More than ever, COVID-19 is a pandemic of the unvaccinated, the elderly, and those with pre-existing conditions. Yet there’s a disturbing tendency by the administration and the media to generalize and magnify the crisis rather than contextualize it based on well-known data.
From the start of the pandemic it has been clear that COVID-19 is particularly severe for well-defined groups — almost all deaths and most hospitalizations have been among the people over 65 and/or people with underlying medical problems. People ages 65-74, 75-84, and 85 and older comprise 10, 5, and 2 percent of the population respectively. But they account for 22, 27 and 30 percent of the total U.S. COVID-19 deaths. One systematic review of age-specific infection fatality rates found they are very low for children and younger adults (0.002 percent at age 10 and 0.01 percent at age 25) but rise sharply with advancing age to 0.4 percent at age 55, 1.4 percent at age 65, 4.6 percent at age 75, and 15 percent at age 85.
Another review, conducted for the World Health Organization by noted epidemiologist John Ioannidis, found a median infection fatality rate of 0.27 percent but only a median infection fatality rate of 0.05 percent for people younger than 70.
Ninety-five percent of patients hospitalized with COVID-19 had at least one underlying medical condition. The risk of death rose rapidly with the number of conditions. The relative risk of death compared to patients with no medical conditions was 1.53 times as high for patients with one condition, 2.55 for patients with 2-5 conditions, and 3.29 for patients with 5-10 conditions. These conditions become more common with increasing age.

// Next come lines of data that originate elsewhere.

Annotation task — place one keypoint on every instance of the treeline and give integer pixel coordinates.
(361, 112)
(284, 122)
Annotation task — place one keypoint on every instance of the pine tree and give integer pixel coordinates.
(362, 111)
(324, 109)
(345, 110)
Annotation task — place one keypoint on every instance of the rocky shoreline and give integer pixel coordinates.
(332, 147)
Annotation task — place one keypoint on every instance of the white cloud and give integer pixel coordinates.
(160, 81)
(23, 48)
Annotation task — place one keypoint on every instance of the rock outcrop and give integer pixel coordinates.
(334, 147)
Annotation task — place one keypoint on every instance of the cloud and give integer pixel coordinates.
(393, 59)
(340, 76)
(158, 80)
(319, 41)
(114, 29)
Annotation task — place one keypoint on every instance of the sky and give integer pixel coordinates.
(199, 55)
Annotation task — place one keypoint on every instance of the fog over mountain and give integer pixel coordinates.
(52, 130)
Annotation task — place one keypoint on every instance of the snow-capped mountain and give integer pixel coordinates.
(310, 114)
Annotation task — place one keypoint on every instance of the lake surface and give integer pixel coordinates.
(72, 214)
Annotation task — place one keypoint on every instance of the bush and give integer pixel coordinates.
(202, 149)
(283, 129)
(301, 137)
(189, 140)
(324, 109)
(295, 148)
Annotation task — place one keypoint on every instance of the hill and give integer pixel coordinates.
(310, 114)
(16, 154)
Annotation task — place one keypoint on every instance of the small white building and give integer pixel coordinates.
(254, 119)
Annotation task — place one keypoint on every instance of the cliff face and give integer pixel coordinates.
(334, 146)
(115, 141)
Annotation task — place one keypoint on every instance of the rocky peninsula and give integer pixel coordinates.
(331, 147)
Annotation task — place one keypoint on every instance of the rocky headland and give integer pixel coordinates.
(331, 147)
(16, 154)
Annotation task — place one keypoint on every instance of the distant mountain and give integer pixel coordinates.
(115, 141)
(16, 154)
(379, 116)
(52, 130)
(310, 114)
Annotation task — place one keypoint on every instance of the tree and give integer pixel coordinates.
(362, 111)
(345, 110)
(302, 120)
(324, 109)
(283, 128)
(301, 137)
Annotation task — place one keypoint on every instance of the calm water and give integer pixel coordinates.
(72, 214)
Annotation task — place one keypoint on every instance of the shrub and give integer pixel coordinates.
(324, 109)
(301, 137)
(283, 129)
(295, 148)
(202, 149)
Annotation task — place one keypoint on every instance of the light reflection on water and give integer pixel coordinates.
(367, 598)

The at-risk groups have not changed during the recent surge with the delta variant which began at around the beginning of July and peaked and started to decline about two months later. The elderly still account for the lions share of COVID-19 deaths during this time.
What has changed since the early days of the pandemic is that now more than 80 percent of the population is vaccinated or has natural immunity resulting from infection and recovery from COVID-19. Roughly two thirds of the population eligible for vaccination (ages 12 and up) have been fully vaccinated. In the vulnerable 65 and older group, 83 percent have been fully vaccinated and another 10 percent have received at least one dose which provides good protection, albeit less than the full two doses.